S3 Glacier Deep Archive for home media server long term storage
Overview
An interesting challenge with managing a home media server is backups. The data requirements for home media servers is staggering, assuming your working with a Bluray movie, each one can take up to ~30GB per full HD movie (assuming 1080p). This can amount to terabytes of storage needed. At those scales traditional backup solutions can get expensive.
The data however has two interesting characteristic:
- The primary source of the data isn't in your server, but the disk itself
- The data is generally immutable
Those two characteristics make it possible to build a backup or archiving solution using S3 Glacier Deep Archive (S3 GDA).
S3 GDA has two important characteristics, it's cheap and durable. The number of 9's of durability far outweigh anything that a home user could manage with their spare time. Additionally, the costs are absurdly low. For my initial requirements for storage, 7TB would be just under $7 a month. It would take multiple years at those prices to recoup the cost of buying single hard drives to duplicate the data, let alone achieve the level of durability promised by S3 GDA.
Limitations
In order to keep those levels of cost, GDA imposes two important restrictions:
- Data must be stored for at least 180 days (without modification)

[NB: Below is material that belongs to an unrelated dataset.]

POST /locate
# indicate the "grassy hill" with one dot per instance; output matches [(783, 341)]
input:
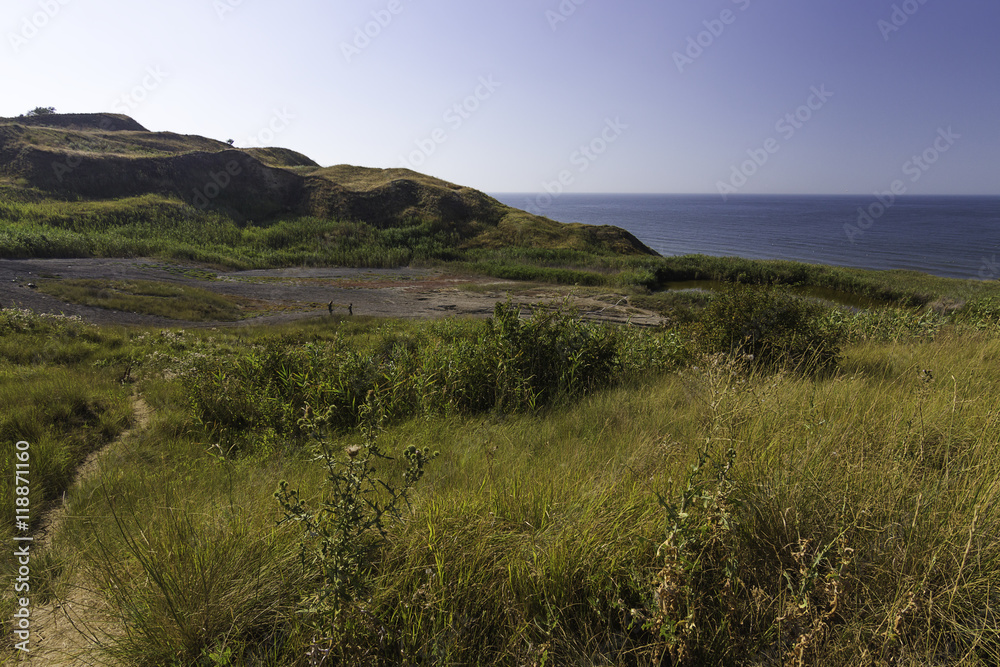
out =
[(106, 167)]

- Data needs to be restored before it can be accessed
- This restoration process has a latency measured in hours, if not days
- Storage is cheap, retrieval is not. So retrieve only when truly needed.
However, the characteristics above make this perfect for our needs. If rapid restoration is required, the disks serve as an immediate backup. Realistically you don't need immediate access to the whole collection after a disaster. Access to a select few pieces is ok, while the whole collection is slowly restored from S3 GDA or back from disk. Even if disks were lost with the server, you could selectively chose media to restore first.
Strategy
To achieve this, I wrote a set of bash scripts that help automate the process of collecting
files, grouping them together (tar), encrypting them client side (gpg) and uploading them
(aws-cli
). To prevent having to write the large archive files to disk, these scripts all
accept or forward their output via a pipe to the next step. Because of the nature of cable
internet connections, the upload speeds are slow, so performance is bottle-necked by the
network. The machine mostly sits idle through the process with small spikes in disk and
cpu activity when loading and encrypting more data.
The end result of these scripts is two files being uploaded to S3:
- A manifest file, containing a short description of the archive AND list of files
- An archive file, grouping like media assets (TV Show Season, Movies from a certain year / decade)
Those sets of files are encrypted client side and have obscure names to prevent identification if someone were to gain access to the S3 bucket.
The manifest file however, is not stored in S3 GDA, but S3 Infrequent Access, this allows for cheap storage and fast retrieval times. These manifest files are a couple hundred kilobytes at most.
In the event of a restoration event, one would simply need to download all manifest files, and decrypt them. If a specific file is needed, you can then search through the manifests for the file, and download the right archive. All without needing any sort of organization structure, or revealing information in the filename.
Open Questions
This has all been tested with a small number of archives so far, as the upload process continues there might be previously unknown issues or improper error handling to deal with.
The restoration step is a big question, I can manually test restoring things from S3 GDA and fetching them, but doing so over the whole corpus is time consuming and expensive. Doing so early on might not match the experience of doing so after years of storage. How S3 GDA works so efficiently to have those costs is unknown and might have time variables outside of our control.